Title: Aleksandrov-type estimates for a parabolic Monge-Ampere equation
Author: David Hartenstine (Western Washington Univ., Bellingham, WA, USA)
Abstract:
A classical result of Aleksandrov allows us to estimate the size of
a convex function $u$ at a point $x$ in a bounded domain $\Omega$
in terms of the distance from $x$ to the boundary of $\Omega$ if
$\int_{\Omega} \det D^{2}u \, dx < \infty$. This estimate plays a
prominent role in the existence and regularity theory of the
Monge-Ampere equation.

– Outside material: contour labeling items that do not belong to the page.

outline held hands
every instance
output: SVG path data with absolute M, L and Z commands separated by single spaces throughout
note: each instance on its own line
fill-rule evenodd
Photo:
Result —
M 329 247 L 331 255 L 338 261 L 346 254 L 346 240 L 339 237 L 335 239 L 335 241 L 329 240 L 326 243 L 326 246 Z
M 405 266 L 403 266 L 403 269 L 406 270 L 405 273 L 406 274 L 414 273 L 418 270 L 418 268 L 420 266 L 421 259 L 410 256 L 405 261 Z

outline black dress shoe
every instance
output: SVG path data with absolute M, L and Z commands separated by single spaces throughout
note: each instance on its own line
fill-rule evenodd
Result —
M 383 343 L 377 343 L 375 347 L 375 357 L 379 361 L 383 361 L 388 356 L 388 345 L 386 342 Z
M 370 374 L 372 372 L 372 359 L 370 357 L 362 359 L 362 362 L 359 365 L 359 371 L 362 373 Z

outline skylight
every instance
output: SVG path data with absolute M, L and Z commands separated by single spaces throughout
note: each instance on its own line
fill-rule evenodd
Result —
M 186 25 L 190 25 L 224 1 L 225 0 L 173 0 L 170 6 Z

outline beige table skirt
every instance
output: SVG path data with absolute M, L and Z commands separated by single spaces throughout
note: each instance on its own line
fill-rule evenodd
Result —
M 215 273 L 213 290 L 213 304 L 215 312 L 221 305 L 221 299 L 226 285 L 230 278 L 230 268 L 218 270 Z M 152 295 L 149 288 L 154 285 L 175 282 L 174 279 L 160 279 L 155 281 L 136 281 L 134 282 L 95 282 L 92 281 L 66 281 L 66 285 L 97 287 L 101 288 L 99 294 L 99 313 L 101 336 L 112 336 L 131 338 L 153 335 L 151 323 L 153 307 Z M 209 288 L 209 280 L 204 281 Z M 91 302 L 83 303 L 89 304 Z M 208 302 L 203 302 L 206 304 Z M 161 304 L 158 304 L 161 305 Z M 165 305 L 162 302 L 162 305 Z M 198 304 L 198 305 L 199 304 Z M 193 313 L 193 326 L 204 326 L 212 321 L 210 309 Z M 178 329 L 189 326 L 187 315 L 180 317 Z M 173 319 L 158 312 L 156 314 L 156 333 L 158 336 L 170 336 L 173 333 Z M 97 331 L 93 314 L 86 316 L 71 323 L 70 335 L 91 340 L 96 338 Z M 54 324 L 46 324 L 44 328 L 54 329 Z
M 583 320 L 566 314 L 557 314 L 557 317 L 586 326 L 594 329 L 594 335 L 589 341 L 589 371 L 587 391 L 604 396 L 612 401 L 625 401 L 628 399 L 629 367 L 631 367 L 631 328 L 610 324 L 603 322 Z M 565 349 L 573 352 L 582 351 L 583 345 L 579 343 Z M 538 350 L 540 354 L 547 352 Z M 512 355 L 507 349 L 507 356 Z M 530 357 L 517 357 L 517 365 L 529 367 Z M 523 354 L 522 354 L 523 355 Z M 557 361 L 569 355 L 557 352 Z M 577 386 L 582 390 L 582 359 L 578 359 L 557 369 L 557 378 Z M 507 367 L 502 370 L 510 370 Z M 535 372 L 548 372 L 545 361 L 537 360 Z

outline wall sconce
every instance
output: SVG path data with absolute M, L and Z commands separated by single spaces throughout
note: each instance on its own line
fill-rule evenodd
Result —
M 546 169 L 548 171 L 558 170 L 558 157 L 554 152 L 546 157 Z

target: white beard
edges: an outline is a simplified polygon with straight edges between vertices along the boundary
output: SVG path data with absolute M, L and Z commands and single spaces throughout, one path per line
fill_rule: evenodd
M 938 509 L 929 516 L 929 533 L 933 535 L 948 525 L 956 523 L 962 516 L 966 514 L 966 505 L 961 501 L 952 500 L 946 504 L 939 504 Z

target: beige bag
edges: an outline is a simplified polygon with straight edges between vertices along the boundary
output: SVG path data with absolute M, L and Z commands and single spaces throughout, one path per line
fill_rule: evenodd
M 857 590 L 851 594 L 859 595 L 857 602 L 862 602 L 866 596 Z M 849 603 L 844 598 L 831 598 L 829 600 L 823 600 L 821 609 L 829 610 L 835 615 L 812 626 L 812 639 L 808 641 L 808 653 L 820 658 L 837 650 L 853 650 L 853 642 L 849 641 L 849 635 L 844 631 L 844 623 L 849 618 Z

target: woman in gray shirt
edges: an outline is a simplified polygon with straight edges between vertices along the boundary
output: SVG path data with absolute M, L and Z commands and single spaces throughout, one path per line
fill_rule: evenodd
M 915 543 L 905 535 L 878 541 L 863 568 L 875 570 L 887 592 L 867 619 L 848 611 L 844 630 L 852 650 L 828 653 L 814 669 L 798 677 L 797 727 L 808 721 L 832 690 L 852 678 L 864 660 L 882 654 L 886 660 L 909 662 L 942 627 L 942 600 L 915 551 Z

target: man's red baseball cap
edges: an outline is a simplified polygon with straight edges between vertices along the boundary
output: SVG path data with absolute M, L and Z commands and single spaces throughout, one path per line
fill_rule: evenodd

Jerison proved an extension of Aleksandrov's
result that provides a similar estimate, in some cases for which this
integral is infinite. Gutierrez and Huang proved a variant of
the Aleksandrov estimate, relevant to solutions of a parabolic
Monge-Ampere equation. In this paper, we prove Jerison-like
extensions to this parabolic estimate.
Submitted January 12, 2005. Published January 27, 2005.
Math Subject Classifications: 35K55, 35B45, 35D99.
Key Words: Parabolic Monge-Ampere measure; pointwise estimates.